The dynamic transmission of positional information in stau- mutants during Drosophila embryogenesis.

It has been suggested that Staufen (Stau) is key in controlling the variability of the posterior boundary of the Hb anterior domain (xHb). However, the mechanism that underlies this control is elusive. Here, we quantified the dynamic 3D expression of segmentation genes in Drosophila embryos. With improved control of measurement errors, we show that the xHb of stau- mutants reproducibly moves posteriorly by 10% of the embryo length (EL) to the wild type (WT) position in the nuclear cycle (nc) 14, and that its variability over short time windows is comparable to that of the WT. Moreover, for stau- mutants, the upstream Bicoid (Bcd) gradients show equivalent relative intensity noise to that of the WT in nc12-nc14, and the downstream Even-skipped (Eve) and cephalic furrow (CF) show the same positional errors as these factors in WT. Our results indicate that threshold-dependent activation and self-organized filtering are not mutually exclusive and could both be implemented in early Drosophila embryogenesis.

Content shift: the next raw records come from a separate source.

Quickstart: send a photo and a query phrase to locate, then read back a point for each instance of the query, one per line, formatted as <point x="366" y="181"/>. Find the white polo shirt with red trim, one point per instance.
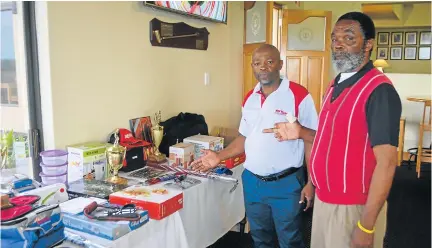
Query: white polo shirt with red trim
<point x="265" y="155"/>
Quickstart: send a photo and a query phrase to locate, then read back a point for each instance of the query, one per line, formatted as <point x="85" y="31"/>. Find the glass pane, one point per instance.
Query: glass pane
<point x="256" y="23"/>
<point x="307" y="35"/>
<point x="14" y="115"/>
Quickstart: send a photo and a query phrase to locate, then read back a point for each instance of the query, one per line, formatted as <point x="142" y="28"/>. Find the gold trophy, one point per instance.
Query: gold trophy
<point x="157" y="133"/>
<point x="115" y="156"/>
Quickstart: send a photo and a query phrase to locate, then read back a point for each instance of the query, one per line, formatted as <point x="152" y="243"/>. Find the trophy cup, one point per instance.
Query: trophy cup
<point x="115" y="156"/>
<point x="157" y="133"/>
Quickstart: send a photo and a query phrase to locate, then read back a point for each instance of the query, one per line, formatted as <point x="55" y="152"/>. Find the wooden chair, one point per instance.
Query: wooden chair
<point x="424" y="154"/>
<point x="401" y="141"/>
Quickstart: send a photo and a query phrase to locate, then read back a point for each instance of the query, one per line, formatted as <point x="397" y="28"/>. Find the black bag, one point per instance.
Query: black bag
<point x="179" y="127"/>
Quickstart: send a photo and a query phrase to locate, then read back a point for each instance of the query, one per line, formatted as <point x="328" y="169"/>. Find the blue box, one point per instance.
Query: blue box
<point x="111" y="230"/>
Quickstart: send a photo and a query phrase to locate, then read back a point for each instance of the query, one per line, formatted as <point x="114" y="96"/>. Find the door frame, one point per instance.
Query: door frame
<point x="297" y="16"/>
<point x="34" y="98"/>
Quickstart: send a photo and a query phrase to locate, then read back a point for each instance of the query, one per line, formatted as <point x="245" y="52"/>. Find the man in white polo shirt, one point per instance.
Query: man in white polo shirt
<point x="274" y="176"/>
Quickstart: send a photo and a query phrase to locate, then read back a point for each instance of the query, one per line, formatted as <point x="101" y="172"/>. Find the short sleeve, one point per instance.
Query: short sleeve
<point x="308" y="116"/>
<point x="383" y="112"/>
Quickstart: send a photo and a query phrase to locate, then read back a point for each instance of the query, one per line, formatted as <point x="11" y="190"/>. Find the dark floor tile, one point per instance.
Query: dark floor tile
<point x="408" y="216"/>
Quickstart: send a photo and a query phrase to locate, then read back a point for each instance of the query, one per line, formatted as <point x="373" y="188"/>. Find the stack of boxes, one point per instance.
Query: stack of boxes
<point x="87" y="160"/>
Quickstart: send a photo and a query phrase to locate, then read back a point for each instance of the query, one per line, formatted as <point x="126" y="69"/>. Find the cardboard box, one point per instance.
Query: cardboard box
<point x="229" y="134"/>
<point x="87" y="160"/>
<point x="234" y="161"/>
<point x="111" y="230"/>
<point x="181" y="154"/>
<point x="158" y="201"/>
<point x="205" y="142"/>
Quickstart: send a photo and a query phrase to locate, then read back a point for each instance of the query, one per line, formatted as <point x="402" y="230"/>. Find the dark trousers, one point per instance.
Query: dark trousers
<point x="273" y="208"/>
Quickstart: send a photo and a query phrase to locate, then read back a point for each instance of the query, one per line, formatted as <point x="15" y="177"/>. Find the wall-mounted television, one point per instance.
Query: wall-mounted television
<point x="215" y="11"/>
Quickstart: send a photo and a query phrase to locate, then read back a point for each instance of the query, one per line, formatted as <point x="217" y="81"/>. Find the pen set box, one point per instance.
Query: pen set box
<point x="111" y="230"/>
<point x="158" y="201"/>
<point x="205" y="142"/>
<point x="181" y="154"/>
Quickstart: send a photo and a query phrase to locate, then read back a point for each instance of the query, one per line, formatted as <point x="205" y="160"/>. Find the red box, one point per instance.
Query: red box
<point x="158" y="201"/>
<point x="234" y="161"/>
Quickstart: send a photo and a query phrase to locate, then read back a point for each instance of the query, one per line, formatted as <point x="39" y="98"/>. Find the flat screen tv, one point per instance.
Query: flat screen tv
<point x="215" y="11"/>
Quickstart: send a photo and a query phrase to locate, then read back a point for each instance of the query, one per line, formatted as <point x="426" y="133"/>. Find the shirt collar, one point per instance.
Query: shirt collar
<point x="367" y="67"/>
<point x="284" y="86"/>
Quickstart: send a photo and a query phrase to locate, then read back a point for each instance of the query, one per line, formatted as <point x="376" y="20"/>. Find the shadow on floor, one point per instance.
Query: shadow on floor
<point x="408" y="217"/>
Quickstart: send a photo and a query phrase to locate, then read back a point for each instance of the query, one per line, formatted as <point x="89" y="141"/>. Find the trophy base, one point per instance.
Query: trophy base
<point x="160" y="158"/>
<point x="117" y="180"/>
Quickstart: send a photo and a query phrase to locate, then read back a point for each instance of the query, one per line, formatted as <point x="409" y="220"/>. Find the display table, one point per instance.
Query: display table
<point x="208" y="213"/>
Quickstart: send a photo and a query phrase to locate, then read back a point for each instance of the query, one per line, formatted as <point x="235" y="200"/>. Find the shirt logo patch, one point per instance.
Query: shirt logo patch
<point x="280" y="112"/>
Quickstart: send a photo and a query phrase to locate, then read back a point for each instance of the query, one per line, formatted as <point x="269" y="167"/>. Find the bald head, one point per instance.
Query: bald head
<point x="267" y="48"/>
<point x="266" y="64"/>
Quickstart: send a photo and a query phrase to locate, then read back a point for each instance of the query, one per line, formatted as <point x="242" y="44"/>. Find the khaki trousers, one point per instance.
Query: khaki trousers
<point x="332" y="225"/>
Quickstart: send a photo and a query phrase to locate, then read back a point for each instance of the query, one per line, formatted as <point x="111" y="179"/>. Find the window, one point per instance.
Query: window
<point x="19" y="93"/>
<point x="8" y="72"/>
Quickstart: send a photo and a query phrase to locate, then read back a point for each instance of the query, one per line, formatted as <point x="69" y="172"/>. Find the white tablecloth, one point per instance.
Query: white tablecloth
<point x="208" y="213"/>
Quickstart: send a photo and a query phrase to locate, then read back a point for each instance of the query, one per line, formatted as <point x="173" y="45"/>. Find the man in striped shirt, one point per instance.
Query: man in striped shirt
<point x="354" y="152"/>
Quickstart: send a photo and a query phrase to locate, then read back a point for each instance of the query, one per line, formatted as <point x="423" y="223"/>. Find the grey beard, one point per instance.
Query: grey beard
<point x="349" y="63"/>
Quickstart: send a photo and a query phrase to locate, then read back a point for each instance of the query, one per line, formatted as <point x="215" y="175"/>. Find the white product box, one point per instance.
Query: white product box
<point x="205" y="142"/>
<point x="181" y="154"/>
<point x="87" y="160"/>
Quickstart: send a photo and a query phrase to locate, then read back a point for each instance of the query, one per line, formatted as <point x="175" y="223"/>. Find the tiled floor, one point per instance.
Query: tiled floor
<point x="408" y="220"/>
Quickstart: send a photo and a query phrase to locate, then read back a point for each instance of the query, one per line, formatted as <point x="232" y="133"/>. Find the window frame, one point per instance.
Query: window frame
<point x="27" y="70"/>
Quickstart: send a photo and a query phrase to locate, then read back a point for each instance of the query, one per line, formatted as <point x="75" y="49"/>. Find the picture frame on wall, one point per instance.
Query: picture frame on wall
<point x="425" y="38"/>
<point x="424" y="53"/>
<point x="397" y="38"/>
<point x="382" y="53"/>
<point x="383" y="38"/>
<point x="396" y="53"/>
<point x="410" y="38"/>
<point x="410" y="53"/>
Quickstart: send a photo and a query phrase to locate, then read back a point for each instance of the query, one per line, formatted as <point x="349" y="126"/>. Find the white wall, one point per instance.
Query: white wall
<point x="412" y="85"/>
<point x="103" y="71"/>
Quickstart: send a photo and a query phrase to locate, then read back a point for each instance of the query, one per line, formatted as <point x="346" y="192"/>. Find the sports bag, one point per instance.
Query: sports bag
<point x="179" y="127"/>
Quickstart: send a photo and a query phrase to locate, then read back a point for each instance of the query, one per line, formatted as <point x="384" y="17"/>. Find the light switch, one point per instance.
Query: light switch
<point x="206" y="78"/>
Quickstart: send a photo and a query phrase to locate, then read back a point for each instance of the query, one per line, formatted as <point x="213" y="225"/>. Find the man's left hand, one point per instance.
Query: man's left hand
<point x="285" y="131"/>
<point x="361" y="239"/>
<point x="307" y="193"/>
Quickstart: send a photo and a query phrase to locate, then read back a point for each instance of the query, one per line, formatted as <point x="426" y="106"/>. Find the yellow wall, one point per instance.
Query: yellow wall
<point x="419" y="15"/>
<point x="104" y="70"/>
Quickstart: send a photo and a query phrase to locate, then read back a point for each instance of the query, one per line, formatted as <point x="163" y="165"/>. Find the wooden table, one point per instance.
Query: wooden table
<point x="424" y="126"/>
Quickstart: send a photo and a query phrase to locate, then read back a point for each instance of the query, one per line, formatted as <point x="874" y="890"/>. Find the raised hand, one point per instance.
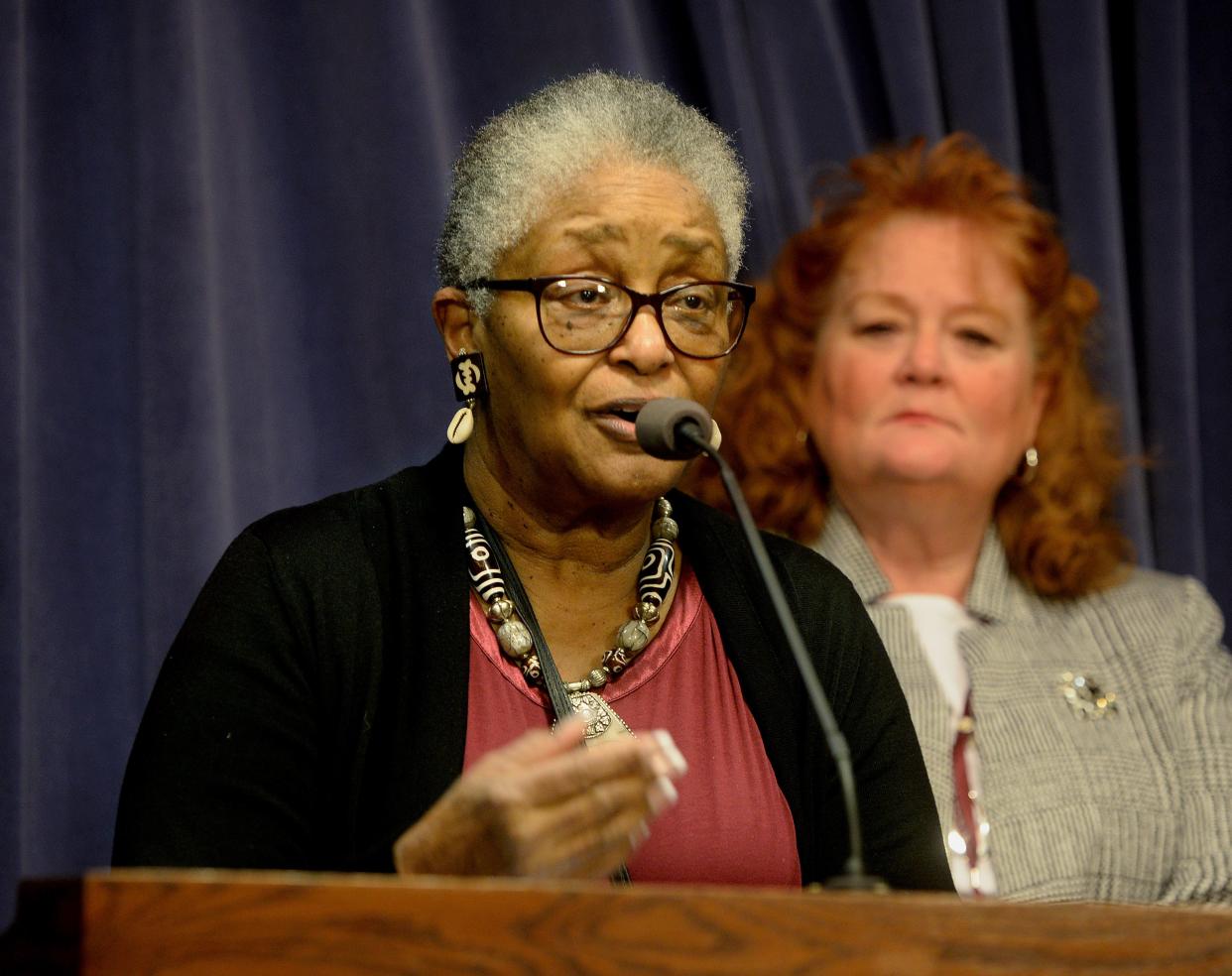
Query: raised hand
<point x="544" y="806"/>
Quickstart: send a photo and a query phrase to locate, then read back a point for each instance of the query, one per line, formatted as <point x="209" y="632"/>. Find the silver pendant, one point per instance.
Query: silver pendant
<point x="602" y="722"/>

Broadly speaking, all individuals of any animal species share a highly consistent shape and structure. Despite this, the activity of the genes that control these body patterns can vary significantly. There are currently two models that have been proposed for how noisy systems of genes, and the proteins they code, can produce consistent body patterns. The first, suggests the noise is essentially self-compensating so stably produces the same result, while the second invokes localized self-organizing systems that help to refine the structural details. In the early stages of development for the fruit fly, Drosophila melanogaster, one of the proteins that controls body patterns is called Hunchback (often just Hb for short). The Hb proteins are largely found at the front-end of the fly embryo, with a sharp drop near the middle. Normally the position of the drop in Hb varies between flies by around 1% of the total length of the fly embryo. Previous work has linked a gene called staufan (or stau for short) to the distribution of Hb in flies but the mechanism involved is unknown. Yang, Zhu, Kong et al. have now used a technique called light sheet microscopy to accurately measure the location of Hb proteins in fruit fly embryos. Without the stau gene, the average position of the drop in Hb proteins underwent a larger shift towards the rear at a key stage in development. Despite this altered behavior, the extent of variation between flies did not change. Similarly, the variation of other genes that control Hb location and that are controlled by Hb remained unchanged. As such, it seems stau affects Hb positioning but has no impact on variation between individuals. These findings suggest that both models for controlling variation in fly development could still be relevant and may operate together. This study also provides a new method for the more precise measurement of systems like these that may offer insights into the mechanisms involved in early embryonic development.